Endotracheal intubation is a high-risk and high-consequence medical procedure which involves the placement of a flexible plastic tube into the trachea of a patient to protect the airway while providing mechanical ventilation. The procedure is performed by a wide range of health care providers in cases of emergency respiratory arrest and many surgeries. Since 1987, more than one million malpractice suits were settled related to difficult airway management. The cost to health care providers of litigation, additional procedures required as a result of complications and the cost of airway management training are staggering. Complications surrounding airway management and endotracheal intubation require new and innovative educational techniques to better train health care providers on proper techniques and decrease the cost to health care providers.
A major provider of intubation simulation devices used in training is Laerdal Medical Corporation of Wappingers Falls, N.Y. Laerdal has pioneered several upper-respiratory intubation trainers such as VitalSim® and SimMan® for use by health care providers ranging from nursing students to board certified clinicians. SimMan® is presently their most sophisticated and advanced training device. SimMan® is a portable and advanced patient simulator for team training that has realistic anatomy and clinical functionality that allows students to practice emergency treatment of patients through simulation-based education that is designed to challenge and test students' clinical and decision-making skills during realistic patient care scenarios. SimMan® is representative of a patient simulator capable of providing feedback of the care administered specific to the medical condition.

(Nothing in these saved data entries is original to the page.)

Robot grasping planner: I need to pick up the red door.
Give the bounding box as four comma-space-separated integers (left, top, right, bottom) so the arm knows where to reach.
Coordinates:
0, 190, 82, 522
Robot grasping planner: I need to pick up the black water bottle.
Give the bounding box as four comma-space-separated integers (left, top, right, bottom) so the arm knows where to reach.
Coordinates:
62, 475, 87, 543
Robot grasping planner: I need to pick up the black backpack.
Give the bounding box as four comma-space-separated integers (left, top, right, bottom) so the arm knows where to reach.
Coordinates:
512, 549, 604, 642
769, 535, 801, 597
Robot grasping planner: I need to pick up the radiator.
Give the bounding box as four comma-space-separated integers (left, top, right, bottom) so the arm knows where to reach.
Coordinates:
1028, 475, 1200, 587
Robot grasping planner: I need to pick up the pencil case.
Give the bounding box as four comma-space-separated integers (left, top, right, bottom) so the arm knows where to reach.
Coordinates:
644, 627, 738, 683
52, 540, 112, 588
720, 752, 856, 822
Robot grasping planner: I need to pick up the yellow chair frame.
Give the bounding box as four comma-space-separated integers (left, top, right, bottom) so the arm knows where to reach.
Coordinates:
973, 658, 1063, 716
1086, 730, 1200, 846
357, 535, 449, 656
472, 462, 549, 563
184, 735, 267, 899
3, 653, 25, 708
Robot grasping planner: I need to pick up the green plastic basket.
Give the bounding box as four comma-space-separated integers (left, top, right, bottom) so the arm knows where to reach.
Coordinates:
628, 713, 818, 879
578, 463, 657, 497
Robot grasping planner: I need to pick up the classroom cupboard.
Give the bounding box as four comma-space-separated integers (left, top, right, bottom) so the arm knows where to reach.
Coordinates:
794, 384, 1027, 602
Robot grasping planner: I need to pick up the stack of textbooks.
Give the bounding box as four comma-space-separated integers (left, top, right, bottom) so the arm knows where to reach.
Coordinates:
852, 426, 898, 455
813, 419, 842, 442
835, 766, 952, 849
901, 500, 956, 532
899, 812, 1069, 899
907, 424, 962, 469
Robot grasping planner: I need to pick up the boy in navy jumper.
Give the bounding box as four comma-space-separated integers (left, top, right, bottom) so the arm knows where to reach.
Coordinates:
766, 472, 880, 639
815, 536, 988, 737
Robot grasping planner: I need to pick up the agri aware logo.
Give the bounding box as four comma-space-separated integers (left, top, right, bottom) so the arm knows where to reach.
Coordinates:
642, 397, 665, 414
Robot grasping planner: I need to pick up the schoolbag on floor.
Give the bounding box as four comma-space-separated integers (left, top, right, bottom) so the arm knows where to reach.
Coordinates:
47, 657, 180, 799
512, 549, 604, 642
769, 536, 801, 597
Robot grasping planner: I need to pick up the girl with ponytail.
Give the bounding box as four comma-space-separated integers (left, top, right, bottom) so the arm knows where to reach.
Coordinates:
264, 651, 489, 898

A basic but significant limitation of training medical procedures on real patients or such patient simulators is that bodies are (mostly) opaque. For many procedures (e.g., without limitation, endotracheal tube insertion, Foley catheter placement, bronchoscopy, central line placement) it would be advantageous if patients were “see through” so that a trainee could see what was actually occurring within the body as the trainee manipulated a tool or device. Presently, systems exist that project simulations of internal structures onto a body, however such systems do not allow for interaction by a trainee and do not provide any type of feedback as to foreign structures, such as medical instruments, placed into a body. An example of such a system is the Virtual Anatomical Model developed in the Virtual Systems Laboratory of Gifu University, in the city of Gifu, Gifu Prefecture, Japan. Such system projects computer generated images of anatomy onto a rigid white body form. The position and orientation of the form is tracked and the images are transformed appropriately so that it appears to users that they can rotate the body and see the internal anatomy from different orientations. Such system, while offering potential utility for the study of anatomy, does not provide for procedural simulation, i.e., it does not track the position of medical devices and display their internal representations in accurate relationship to internal structures, does not display displacements or other positional alterations of internal structures as they are contacted by medical devices and does not allow interaction with medical devices to be viewed internally. Such system also requires that the images be viewed through a small hand-held window frame which is tracked in order to correct for parallax errors. The use of such viewer window does not lend itself to group learning environments as accurate viewing is limited to a single person at a time.
As such, there exists a need for improved systems and methods for teaching medical procedures including, without limitation, those procedures that involve the external manipulation of a medical device that is moving or acting inside the body. There may be significant advantages to a system that during training enables the visualization of the internal portions of tools and devices and the relevant anatomy with which the tools interact. Such real-time, interactive visualizations may permit trainees to develop better mental models of the internal consequences of their external actions. These mental models may in turn help trainees to acquire skills more quickly and efficiently, achieve higher levels of proficiency, and help them more effectively to identify and avoid potential errors that could cause harm in an actual patient.